Jackson Review of Costs of Civil Litigation
The review of the costs of taking civil proceedings – undertaken by Lord Justice Jackson – was published in January 2010. I obviously need to comment on it here, since it considers an issue of fundamental importance to the English Legal System. But it is a long document which it is extremely hard to summarize.
The background – as discussed in Chapter 8 of the book – is that while many of Lord Woolf’s reforms to the civil justice system appear to have worked well, he did not secure a hoped-for reduction in the costs of going to court. As a consequence it is suggested that ‘access to justice’ – which was what Woolf was hoping to promote – may actually have been reduced. There is evidence that costs of litigation have risen because of the emphasis, in Woolf, of earlier disclosure of the issues in disputes required by the procedural protocols.
Any attempt to reduce costs face significant challenges. First, Treasury policy on court fees – that the Court Service should be broadly self-financing – has led to significant increases in court fees. Although there is some research evidence that court fees are not as significant deterrent to litigants as might be expected (Moorhead, 2007, What’s costs got to do with it? Available at http://www.justice.gov.uk/publications/research280607.htm) common sense suggests that the higher the fee, the more likely will litigants be deterred.
Second, lawyers want their work to be fairly (if not generously) rewarded. The bottom line is that if law firms make losses, they go out of business. Jackson found, however, that in many situations – particularly where the sums of money in dispute were relatively small – that costs charged by law firms had become disproportionate to the amounts in dispute.

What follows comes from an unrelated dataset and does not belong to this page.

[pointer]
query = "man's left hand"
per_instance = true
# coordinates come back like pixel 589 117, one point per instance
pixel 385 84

Jackson also accepted, however, that a number of existing rules on costs – particularly relating to the indemnity principle (that the loser pays the winners costs) – were also a deterrent. He recommended that the indemnity rule be abandoned.
Jackson was convinced that, to achieve proportionality between what was at stake and the costs of arguing about what was at stake, there should be much greater reliance on the use of fixed costs in the fast track. In categories of litigation where it was not possible to set fixed costs, there should be a cap set as to the amount of costs that would have to be paid. A new Costs Council should be established to review these and related costs issues.
Jackson also wanted to see greater use of ‘before the event’ legal expenses insurance; abandonment of conditional fee agreements and the introduction of contingency fees (accompanied by a general uplift of around 10% in the awards of damages for personal injury).
In some areas – notably housing – Jackson adopted Lord Woolf’s view that any reform of costs had to be linked to reform of the underpinning law.
More generally, there should be greater emphasis on the use of different forms of alternative dispute resolution.
Implementation of these recommendation implies further changes in the culture of litigation which the Woolf reforms began. They will obviously take time.
As first steps, the government announced a consultation on costs in defamation cases. On 3 March 2010 the government stated that success fees under CFAs in defamation cases would be limited to 10%.
On 17 March 2010, the Judicial Executive Board announced the creation of a Judicial Steering Group to take implementation of Jackson forward. (see http://www.judiciary.gov.uk/about_judiciary/cost-review/index.htm).
I will keep you posted on developments as they emerge.